Dr. Wang will be working in conjunction with researchers from Auburn University, Rhode Island Hospital, and John Hopkins University, all of whom were listed as collaborative partners on the grant. The project is part of the NSF’s SCH program Smart Health and Biomedical Research in the Era of Artificial Intelligence and Advanced Data Science), the purpose of which is “to support the development of transformative high-risk, high-reward advances in computer and informational science, engineering, mathematics, statistics, behavioral and/or cognitive research to address pressing questions in the biomedical and public health communities.” Each of the four collaborating partners will receive $300,000 over the four-year research project for a total $1.2 million project.
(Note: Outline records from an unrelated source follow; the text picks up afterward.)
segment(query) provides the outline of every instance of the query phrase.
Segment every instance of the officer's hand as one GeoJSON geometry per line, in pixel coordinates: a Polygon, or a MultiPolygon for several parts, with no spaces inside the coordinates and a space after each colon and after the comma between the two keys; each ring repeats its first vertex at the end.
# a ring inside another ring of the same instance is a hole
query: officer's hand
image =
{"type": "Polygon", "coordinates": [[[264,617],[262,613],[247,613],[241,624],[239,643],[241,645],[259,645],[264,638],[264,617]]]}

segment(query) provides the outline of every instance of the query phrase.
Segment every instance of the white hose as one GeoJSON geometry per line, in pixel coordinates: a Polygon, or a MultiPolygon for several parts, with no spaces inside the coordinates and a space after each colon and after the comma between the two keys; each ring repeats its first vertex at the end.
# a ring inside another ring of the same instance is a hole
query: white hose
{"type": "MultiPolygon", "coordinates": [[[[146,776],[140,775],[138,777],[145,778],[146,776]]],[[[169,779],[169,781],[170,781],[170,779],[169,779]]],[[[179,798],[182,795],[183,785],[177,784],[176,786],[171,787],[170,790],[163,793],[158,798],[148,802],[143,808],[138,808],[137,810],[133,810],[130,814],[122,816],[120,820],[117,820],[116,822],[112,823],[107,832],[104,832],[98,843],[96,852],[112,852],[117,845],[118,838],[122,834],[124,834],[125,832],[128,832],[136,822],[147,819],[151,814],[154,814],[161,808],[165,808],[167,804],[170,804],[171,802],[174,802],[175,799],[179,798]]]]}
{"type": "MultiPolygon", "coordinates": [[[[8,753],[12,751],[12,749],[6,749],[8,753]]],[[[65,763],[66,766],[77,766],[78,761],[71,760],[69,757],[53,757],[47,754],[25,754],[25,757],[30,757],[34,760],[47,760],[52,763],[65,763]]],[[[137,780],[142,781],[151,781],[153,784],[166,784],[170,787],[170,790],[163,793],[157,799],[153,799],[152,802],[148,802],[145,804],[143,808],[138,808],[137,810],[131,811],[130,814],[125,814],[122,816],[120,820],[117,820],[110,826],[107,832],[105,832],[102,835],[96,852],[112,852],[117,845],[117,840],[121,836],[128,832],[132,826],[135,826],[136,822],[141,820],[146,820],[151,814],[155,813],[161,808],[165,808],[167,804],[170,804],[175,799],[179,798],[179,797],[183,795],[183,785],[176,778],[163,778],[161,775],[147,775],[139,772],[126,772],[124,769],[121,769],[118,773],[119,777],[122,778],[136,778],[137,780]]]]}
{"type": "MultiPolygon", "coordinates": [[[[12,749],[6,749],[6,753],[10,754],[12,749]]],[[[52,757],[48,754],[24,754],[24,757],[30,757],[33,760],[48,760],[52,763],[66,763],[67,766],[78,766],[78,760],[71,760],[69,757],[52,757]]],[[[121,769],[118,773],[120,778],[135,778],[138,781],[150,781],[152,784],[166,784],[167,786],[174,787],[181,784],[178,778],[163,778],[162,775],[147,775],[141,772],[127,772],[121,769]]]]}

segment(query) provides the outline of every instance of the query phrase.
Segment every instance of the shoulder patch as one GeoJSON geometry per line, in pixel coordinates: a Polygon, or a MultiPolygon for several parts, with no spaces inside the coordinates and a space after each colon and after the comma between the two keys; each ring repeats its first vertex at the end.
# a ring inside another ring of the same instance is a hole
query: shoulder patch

The project’s full abstract states, “Many existing health monitoring systems are expensive, uncomfortable to wear, or can only be administered in a hospital environment. With advances in the Internet of Things (IoT) and Machine learning (ML)/artificial intelligence (AI), it is highly desirable to develop AI-driven radio frequency sensing techniques to make smart health monitoring cheaper, more comfortable to use, and more accessible to the broad population while supporting excellent monitoring performance. This project develops Radio Frequency Identification (RFID) based sensing systems for smart health monitoring. Specifically, several fundamental problems will be investigated, and novel ML/AI techniques will be developed for RFID sensing-based smart health applications. This project leverages passive RFID tags as wearable sensors for monitoring human health conditions to help diagnose diseases such as Parkinson’s and interstitial lung disease. ML/AI-driven methods, such as tensor decomposition, transfer learning (via domain adaptation and meta-learning), deep Gaussian Processes, and federated learning will be incorporated to develop effective solutions to these challenging problems.”